On August 23, the European Securities and Markets Authority (ESMA) published consultation paper ESMA/2011/270 (Consultation on ESMA’s draft technical advice to the European Commission on possible implementing measures of the Alternative Investment Fund Managers Directive in relation to supervision and third countries.)

The draft advice contained in the consultation paper covers three broad areas with respect to detailed rules on supervision and third country entities underlying the EU Alternative Investment Fund Managers Directive (AIFMD).

Supervisory co-operation and exchange of information. ESMA’s draft advice under this heading focuses on the relationships between EU regulatory authorities and third country regulators. ESMA envisages that the arrangements should take the form of written agreements allowing for exchange of information for both supervisory and enforcement purposes. The agreements to be put in place should impose a duty on each relevant third country authority to assist the relevant EU regulator where it is necessary to enforce EU or national legislation. Finally, ESMA considers it important that the arrangement make provision for exchange of information for the purposes of systemic risk oversight.

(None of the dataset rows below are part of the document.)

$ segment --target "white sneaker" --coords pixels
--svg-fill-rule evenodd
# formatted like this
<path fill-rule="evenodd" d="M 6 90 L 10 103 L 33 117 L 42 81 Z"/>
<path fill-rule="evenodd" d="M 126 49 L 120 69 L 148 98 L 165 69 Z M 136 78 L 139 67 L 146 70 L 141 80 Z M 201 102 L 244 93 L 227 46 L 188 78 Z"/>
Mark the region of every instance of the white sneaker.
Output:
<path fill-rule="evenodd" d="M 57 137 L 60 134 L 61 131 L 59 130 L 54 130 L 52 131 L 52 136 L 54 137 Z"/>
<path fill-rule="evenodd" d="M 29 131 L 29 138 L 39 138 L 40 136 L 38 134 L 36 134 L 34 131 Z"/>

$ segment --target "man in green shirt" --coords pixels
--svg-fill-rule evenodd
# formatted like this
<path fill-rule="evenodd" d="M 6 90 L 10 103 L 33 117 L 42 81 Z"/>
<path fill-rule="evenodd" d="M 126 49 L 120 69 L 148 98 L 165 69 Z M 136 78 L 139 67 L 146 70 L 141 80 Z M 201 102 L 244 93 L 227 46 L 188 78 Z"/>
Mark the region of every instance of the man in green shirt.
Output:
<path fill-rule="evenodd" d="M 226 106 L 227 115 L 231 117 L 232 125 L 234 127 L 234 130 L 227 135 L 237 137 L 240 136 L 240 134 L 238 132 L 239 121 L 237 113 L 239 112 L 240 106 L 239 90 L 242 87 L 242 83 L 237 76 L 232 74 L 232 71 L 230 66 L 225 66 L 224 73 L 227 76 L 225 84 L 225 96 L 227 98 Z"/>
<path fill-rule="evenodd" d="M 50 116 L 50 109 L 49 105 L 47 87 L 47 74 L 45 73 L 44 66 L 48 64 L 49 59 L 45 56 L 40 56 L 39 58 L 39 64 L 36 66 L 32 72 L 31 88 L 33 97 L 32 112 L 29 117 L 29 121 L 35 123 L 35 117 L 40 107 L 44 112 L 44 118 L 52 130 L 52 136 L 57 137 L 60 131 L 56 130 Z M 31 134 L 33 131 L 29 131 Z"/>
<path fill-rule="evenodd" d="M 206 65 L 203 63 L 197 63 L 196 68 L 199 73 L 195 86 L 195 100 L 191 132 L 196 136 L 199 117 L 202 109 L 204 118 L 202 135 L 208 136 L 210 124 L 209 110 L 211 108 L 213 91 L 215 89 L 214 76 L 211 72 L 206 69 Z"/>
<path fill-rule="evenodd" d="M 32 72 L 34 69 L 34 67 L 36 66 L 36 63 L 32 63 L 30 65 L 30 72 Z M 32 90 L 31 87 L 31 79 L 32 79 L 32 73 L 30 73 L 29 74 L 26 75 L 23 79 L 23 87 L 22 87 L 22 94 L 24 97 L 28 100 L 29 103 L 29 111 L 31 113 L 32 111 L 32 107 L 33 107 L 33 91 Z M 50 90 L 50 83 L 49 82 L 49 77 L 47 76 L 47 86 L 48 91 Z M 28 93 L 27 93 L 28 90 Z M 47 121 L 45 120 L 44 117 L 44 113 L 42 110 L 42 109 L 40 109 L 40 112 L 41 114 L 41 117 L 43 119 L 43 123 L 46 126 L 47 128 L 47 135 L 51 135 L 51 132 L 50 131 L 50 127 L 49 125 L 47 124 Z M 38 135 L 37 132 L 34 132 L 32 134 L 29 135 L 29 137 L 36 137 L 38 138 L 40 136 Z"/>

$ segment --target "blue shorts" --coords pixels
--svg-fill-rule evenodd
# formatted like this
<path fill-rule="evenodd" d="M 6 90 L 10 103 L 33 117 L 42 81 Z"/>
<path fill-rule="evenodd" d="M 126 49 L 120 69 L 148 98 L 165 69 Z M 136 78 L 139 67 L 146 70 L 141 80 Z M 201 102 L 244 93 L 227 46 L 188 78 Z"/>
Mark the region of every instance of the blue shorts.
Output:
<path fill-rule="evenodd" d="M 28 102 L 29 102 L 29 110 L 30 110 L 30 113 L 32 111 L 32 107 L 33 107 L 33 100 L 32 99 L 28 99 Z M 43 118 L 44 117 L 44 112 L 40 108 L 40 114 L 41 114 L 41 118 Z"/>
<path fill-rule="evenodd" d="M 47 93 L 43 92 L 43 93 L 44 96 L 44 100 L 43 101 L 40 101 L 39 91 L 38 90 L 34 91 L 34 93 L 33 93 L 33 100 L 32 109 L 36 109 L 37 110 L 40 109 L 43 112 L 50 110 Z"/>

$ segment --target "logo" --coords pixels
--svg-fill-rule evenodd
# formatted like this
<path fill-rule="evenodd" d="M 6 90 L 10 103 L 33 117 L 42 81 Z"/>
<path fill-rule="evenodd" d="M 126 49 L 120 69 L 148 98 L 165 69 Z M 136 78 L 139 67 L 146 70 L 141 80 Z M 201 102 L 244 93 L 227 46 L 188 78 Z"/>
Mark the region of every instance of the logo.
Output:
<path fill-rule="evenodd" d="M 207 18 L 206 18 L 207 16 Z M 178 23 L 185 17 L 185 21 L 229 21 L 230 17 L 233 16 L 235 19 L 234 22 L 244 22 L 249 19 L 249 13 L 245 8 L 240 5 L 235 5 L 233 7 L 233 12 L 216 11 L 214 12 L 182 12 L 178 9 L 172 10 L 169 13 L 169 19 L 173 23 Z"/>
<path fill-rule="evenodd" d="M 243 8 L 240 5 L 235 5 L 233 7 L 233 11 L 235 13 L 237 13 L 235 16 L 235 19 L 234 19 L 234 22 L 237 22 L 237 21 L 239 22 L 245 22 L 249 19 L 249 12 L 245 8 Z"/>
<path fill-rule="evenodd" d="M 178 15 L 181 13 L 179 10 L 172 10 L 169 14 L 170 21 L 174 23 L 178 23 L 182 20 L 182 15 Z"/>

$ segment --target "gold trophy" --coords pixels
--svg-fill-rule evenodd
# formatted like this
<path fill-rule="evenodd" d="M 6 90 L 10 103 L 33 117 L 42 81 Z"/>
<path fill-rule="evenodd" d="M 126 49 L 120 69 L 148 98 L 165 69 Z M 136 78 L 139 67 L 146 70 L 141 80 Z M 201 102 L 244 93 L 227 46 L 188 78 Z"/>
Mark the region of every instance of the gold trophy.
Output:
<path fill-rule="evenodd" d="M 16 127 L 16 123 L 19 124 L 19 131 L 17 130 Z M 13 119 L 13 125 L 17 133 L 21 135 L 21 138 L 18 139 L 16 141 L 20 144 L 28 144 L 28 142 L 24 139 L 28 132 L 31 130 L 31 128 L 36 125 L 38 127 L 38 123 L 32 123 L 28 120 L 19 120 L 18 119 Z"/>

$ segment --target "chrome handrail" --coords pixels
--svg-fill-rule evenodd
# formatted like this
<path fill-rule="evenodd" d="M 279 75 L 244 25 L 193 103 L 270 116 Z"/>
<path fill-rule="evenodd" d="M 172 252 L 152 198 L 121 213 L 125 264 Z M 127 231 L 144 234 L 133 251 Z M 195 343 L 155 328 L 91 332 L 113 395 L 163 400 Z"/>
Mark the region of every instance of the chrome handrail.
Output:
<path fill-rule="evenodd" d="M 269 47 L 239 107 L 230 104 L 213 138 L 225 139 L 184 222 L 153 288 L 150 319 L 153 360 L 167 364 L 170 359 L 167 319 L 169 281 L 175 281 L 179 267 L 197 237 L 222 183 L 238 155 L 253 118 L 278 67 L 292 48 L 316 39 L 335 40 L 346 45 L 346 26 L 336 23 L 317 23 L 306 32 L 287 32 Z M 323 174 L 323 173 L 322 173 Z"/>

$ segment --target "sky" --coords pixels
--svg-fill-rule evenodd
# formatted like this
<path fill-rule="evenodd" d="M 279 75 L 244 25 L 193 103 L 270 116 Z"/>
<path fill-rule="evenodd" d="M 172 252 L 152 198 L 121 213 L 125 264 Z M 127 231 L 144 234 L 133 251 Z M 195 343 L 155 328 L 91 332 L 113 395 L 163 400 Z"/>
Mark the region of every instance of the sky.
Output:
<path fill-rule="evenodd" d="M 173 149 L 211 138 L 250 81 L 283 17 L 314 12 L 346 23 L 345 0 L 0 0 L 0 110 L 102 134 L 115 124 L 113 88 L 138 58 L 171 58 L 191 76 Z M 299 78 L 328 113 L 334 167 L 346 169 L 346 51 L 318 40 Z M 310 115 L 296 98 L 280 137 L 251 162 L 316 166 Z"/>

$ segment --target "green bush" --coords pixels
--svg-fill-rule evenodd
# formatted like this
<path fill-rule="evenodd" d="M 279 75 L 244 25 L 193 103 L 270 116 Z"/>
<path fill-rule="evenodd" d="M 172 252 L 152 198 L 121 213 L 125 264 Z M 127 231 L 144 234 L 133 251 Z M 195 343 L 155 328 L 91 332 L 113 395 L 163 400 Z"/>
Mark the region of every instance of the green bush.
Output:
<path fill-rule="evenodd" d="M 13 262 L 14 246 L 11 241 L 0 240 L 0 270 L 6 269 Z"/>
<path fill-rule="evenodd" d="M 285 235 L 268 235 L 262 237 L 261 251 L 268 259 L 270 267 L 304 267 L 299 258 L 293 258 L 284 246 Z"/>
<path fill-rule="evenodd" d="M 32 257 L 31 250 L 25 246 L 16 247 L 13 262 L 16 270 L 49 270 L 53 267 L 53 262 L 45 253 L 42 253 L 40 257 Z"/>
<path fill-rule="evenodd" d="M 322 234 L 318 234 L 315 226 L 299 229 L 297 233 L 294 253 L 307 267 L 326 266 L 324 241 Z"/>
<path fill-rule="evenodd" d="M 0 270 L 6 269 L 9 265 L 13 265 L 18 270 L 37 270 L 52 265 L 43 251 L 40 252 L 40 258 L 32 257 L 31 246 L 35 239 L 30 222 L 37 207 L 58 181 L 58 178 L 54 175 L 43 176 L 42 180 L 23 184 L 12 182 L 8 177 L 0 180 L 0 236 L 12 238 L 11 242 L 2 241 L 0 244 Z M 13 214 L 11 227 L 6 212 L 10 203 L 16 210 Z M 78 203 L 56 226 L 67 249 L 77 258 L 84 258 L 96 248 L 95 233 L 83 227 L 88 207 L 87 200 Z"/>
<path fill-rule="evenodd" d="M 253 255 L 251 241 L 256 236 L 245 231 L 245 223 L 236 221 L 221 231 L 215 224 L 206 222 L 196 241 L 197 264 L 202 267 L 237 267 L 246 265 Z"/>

Delegation of portfolio or risk management functions to third country entities. This section of the draft advice sets out ESMA’s proposals for additional requirements which would apply when fund managers delegate all or part of the portfolio or risk management functions to an entity outside the EU. The proposals focus on provisions to be included in the applicable written agreement to be put in place with relevant third country regulators which, under ESMA’s proposals, would need to allow for access to information, the possibility of on-site inspections of the entity

to which functions are delegated and the carrying out of enforcement actions in the case of a breach of the regulations.

Assessment of equivalence of third country depositary frameworks. Under the AIFMD, the depositary of a relevant fund may be established in a non-EU third country subject to certain conditions. In this part of the draft advice, ESMA sets out its proposals on the matters to be taken into account when assessing whether the prudential regulation and supervision applicable to a depositary established in a third country (i) has the same effect as the provisions of the AIFMD; and (ii) can be considered as effectively enforced.

ESMA states that it has identified a number of criteria for this purpose, such as the independence of the relevant regulatory authority, the requirements on eligibility of entities wishing to act as depositary, equivalence of capital requirements and the existence of sanctions in the case of violations.

Concerning the arrangements to be put in place with third country authorities in general, ESMA notes its preference for a single agreement to be negotiated by ESMA in each case in order to ensure consistency and avoid a proliferation of bilateral agreements between EU national regulators and third country regulators. Responses to the consultation are requested by September 23, in order for ESMA to finalize its advice to the European Commission by the November 16 deadline given to ESMA by the Commission.